Blutengel - Leitbild (2017)


Genre: Electro / Pop / Alternative

Release: 17.02.2017

Label: Out Of Line (rough trade)

Spielzeit: 73 Minuten

Pressetext:

Eine der populärsten deutschen Szene-Bands hat ihr persönliches Meisterwerk geschaffen. Das neue Album Leitbild hat alles, was Blutengel ausmacht: Dunkle Club-Sounds, Atmosphäre, Härte, Gänsehaut-Feeling und Hymnen für Gefühlskrieger, so ungefiltert und vielschichtig, wie nie zuvor. Lebe deinen Traum! Blutengel-Kopf Chris Pohl hätte sich wohl kaum träumen lassen, dass er innerhalb von anderthalb Dekaden mit seinem musikalischen Werk zu einem der wichtigsten Acts seines Genres und weit darüber hinaus aufsteigen würde.

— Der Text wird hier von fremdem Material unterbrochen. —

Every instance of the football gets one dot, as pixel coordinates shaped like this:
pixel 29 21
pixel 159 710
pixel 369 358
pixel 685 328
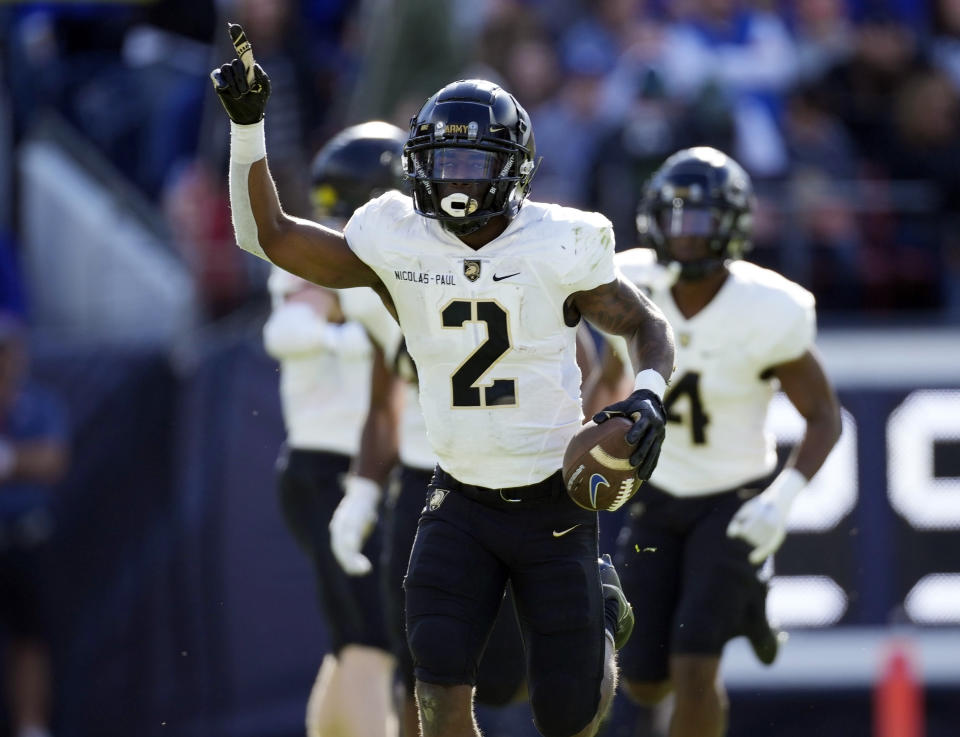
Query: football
pixel 596 466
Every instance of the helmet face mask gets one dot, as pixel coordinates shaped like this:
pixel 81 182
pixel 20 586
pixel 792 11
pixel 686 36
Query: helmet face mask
pixel 470 156
pixel 696 211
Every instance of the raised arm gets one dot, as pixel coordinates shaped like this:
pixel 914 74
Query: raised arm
pixel 762 520
pixel 620 309
pixel 302 247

Jetzt präsentieren Blutengel den Nachfolger zu ihrem gefeierten Top-5-Erfolg Save Us (Platz 4 der deutschen Albumcharts). Der Titel des neuen Albums, Leitbild , könnte nicht passender gewählt sein, denn es ist Evolution, Revolution, Reifezeugnis und Gefühlsorkan zugleich und gerade deswegen das wohl ehrlichste, direkteste und mitreißendste Erlebnis, das uns die Berliner je beschert haben. Man fühlt sich sofort zu Hause und entdeckt doch immer wieder unerwartete Seiten. Oder ganz einfach: Leitbild ist Blutengel pur!

Kritik:

"Wir wollen leben, leben so wie wir sind

Wir folgen keinem selbsternannten Gott

Wir wollen glauben, glauben woran wir wollen

Wir schaffen uns unser eigenes Leitbild"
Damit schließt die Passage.